Mecaz

Mecaz: Bir kelimeyi başka anlamlara gelecek biçimde kullanma, metafor

Mecaz, Anlam Arayışı’nda geldiğim bir durak.

Anlam Arayışı’nın dilsel tarafını belirten bir mecaz.

“Antatılabilenden başka bir anlam yok” anlamına gelen bu yazımın adı.

Hayatın anlamı, daha da önemlisi, anlamın anlamı.

Mecaz anlamda söylüyorum: ben bir mecazım. Daha havalı şekliyle bir “metafor.” Hayatımı bir şeylere benzetmeye çalışıyorum. Ancak hayatın anlamını bilmediğimden, ya da bilip de buna göre davranmadığımdan, mecazi olduğumu söyleyebilirim. Başkaca bir anlamım. Herkes gibi, farklı bir yüzünden sorumluyum hayatın. Ancak kesin bir anlama sahip değilim. Bir anlam var ve bu anlamın anlamıdır. Türetilmiş bir anlam, ancak öncülü de türetilmişti. Hiçbir şey “ham” ya da işlenmemiş değildi.

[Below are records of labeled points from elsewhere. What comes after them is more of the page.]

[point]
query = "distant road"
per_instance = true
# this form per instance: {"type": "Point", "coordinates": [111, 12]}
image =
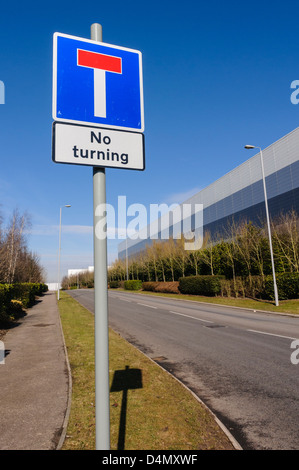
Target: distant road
{"type": "Point", "coordinates": [236, 361]}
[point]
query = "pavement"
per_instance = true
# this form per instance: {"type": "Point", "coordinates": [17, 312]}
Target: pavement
{"type": "Point", "coordinates": [35, 383]}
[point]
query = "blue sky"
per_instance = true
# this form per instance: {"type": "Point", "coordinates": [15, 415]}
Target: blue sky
{"type": "Point", "coordinates": [216, 76]}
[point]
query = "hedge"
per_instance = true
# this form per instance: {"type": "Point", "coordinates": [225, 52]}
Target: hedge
{"type": "Point", "coordinates": [133, 285]}
{"type": "Point", "coordinates": [287, 286]}
{"type": "Point", "coordinates": [201, 285]}
{"type": "Point", "coordinates": [15, 296]}
{"type": "Point", "coordinates": [167, 287]}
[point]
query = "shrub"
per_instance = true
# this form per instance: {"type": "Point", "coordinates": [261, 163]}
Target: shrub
{"type": "Point", "coordinates": [133, 285]}
{"type": "Point", "coordinates": [287, 286]}
{"type": "Point", "coordinates": [167, 287]}
{"type": "Point", "coordinates": [201, 285]}
{"type": "Point", "coordinates": [149, 286]}
{"type": "Point", "coordinates": [114, 284]}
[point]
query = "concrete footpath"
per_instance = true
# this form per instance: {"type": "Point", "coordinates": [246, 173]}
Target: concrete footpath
{"type": "Point", "coordinates": [34, 381]}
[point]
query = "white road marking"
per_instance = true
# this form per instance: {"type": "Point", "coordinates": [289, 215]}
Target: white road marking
{"type": "Point", "coordinates": [270, 334]}
{"type": "Point", "coordinates": [145, 305]}
{"type": "Point", "coordinates": [189, 316]}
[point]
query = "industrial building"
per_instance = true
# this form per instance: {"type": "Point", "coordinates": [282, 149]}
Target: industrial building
{"type": "Point", "coordinates": [239, 195]}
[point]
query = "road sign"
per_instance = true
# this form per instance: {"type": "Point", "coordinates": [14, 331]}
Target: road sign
{"type": "Point", "coordinates": [94, 146]}
{"type": "Point", "coordinates": [97, 83]}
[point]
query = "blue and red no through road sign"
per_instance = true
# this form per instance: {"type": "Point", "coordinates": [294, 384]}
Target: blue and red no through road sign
{"type": "Point", "coordinates": [97, 83]}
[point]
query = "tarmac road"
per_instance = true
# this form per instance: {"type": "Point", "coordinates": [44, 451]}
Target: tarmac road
{"type": "Point", "coordinates": [236, 360]}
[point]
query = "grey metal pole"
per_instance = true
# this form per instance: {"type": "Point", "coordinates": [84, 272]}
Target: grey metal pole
{"type": "Point", "coordinates": [59, 249]}
{"type": "Point", "coordinates": [101, 304]}
{"type": "Point", "coordinates": [59, 255]}
{"type": "Point", "coordinates": [269, 230]}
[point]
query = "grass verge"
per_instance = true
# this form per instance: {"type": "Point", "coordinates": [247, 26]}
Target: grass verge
{"type": "Point", "coordinates": [285, 306]}
{"type": "Point", "coordinates": [149, 409]}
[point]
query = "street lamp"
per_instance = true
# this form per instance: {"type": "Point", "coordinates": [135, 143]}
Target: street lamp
{"type": "Point", "coordinates": [250, 147]}
{"type": "Point", "coordinates": [67, 205]}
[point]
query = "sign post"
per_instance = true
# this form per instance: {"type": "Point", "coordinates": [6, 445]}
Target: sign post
{"type": "Point", "coordinates": [98, 121]}
{"type": "Point", "coordinates": [101, 304]}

Hayatın anlamının hayatın ben tarafı olduğunu söyleyeli bir yıl geçti. “Ben neden varsam hayat da o yüzden var” demiştim. Bir bütünün parçası ve parçaların da bütünü olan bizler, bunu doğal olarak bilmekteydik. Her şeyin varlığın farklı bir tarafı olduğunu ve zamanı geldiğinde üzerine düşeni yaptığı biliyor olmalıydık. Yoksa anlamsızlığa karşı sukunetimiz anlaşılamazdı. Bir kısmımızın anlam da anlam diye tutturması ise basit bir insan hatasıydı. Yalnız, insan da bir hataydı.

Hata da bir benzetmeydi. Bir mecazdı. Bir kesinliği ya da dayanağı yoktu. Hiçbir şey kesin değildi. Her şey, kesinlik gibi, bir varsayımdı. Evrenin kendisi de, başladığı güne borcunu ödeyecek ve yok olacaktı. Bu aradaki boşlukta varsayımlarımız ile parçadan bütüne doğru belirsizleşen bir oyun oynamaktaydık. Ve oyunun kuralları uzlaştığımız kadar gerçekti. Doğru değil, doğru kabul ettiklerimiz vardı. Doğru “bizim olan”dı. Kısacası  en soylu gerçek, en çok ortağa sahip olandı.

Anlam bize ait ve her şey bize bağlı. Ancak “biz” dediğim insan değil, her şeydir. Bireysel sorumluluğumuzdaki konulardan evrenin ötesine kadar azalan bir belirleyiciliğimiz vardır. Kendi hayatımız üzerinde karar vermemiz gibi, parçası olduğumuz evrensel bütünün de karar vericisiydik, ancak diğer tüm üyeleri ile.

Böyle şeyler söyleyip duruyorum. Yazdıklarım bir şeyi çözmek veya kesinliğe ulaşmak amacında değildir. Zaten böyle bir şey yok. Benim size verebileceğim bir şey yok. Her şey ortaklıktan gelir. Bir sözcüğün anlamı unutulmuşsa sözcük anlamlı olmaya devam eder mi? Bir anlamı tek başımıza bilebilir miyiz? Peki birbirine zıt kavramları değiş tokuş yaparsak, ve bir kişinin bundan haberi olmazsa, onunki mi doğru olur yoksa bizimki mi? Tabi ki ortağı çok olan, hayatın tuttuğu seçenek anlamlı olmaya devam edecektir.

mecazHayatın, yani hepimizin, bizi oluşturan ve bizim oluşturduğumuz parçanın neyi seçeceği de merak konusudur. Hayat hangi yolu seçer? ya da başka bir ifade ile: hayatın anlamı nedir? evrenin amacı nedir? Bu soruların hepsi parçası olduğumuz mekanizmanın amacını sorgular. Ancak amaç bizim dışımızda değildir. Amaç hiçbir şeyin dışında değildir. Hiçbir varlığı dışarıda bırakmaz ve bir parça ile sınırlı kalmaz.

Kısacası, hayat, yani bütün, anlamı belirsiz ve kesin olmayandır. Bir ortaklık olduğundan, tek bir anlama sahip olamaz. Hepimizi içeren bir formül dahi, şahsın amaçlarının değişkenliği nedeniyle değişmeye mahkumdur. Kesin bir anlam arayan kişi şu soruyu sormalıdır: Her an her şeyin yaptığı neyse, hayat da odur. Her şey, her an ne yapmaktadır?